Die Aufregung um Kukies ist auch deshalb so groß, weil es sich bei Goldman Sachs eben nicht um eine norddeutsche Sparkasse handelt. In Washington kamen in den vergangenen Jahrzehnten gleich drei Finanzminister von Goldman Sachs: Robert Rubin, Henry Paulson und Steven Mnunchin. Auch Mario Draghi, der Präsident der Europäischen Zentralbank, war einst für Goldman tätig. Verschwörungstheoretiker munkeln deshalb - ohne jeglichen Beweis - gern von einer informellen Weltregierung aus der Finanzindustrie, die die Politik unterwandert habe und nur ihre eigenen Interessen verfolge. Tatsächlich jedoch zeigt der Rücktritt von Donald Trumps Wirtschaftsberater Gary Cohn, dem einstigen Vize-Präsidenten von Goldman Sachs, dass die Goldmänner durchaus unabhängig sind.

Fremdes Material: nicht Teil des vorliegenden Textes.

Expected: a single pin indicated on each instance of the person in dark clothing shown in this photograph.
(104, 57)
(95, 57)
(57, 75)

Jörg Kukies wird als Staatssekretär natürlich unter besonderer Beobachtung stehen. Aber es gibt keinen Grund, ihm gleich von Anfang an eine einseitige Arbeit zu unterstellen. Er wird allerdings darauf achten müssen, sich bei möglichen Interessenkonflikten entweder herauszuhalten oder diese offenzulegen. Messen aber muss man ihn an seiner Arbeit - und nicht an den Vorurteilen, die es gegen Goldman Sachs und deren Personal gibt.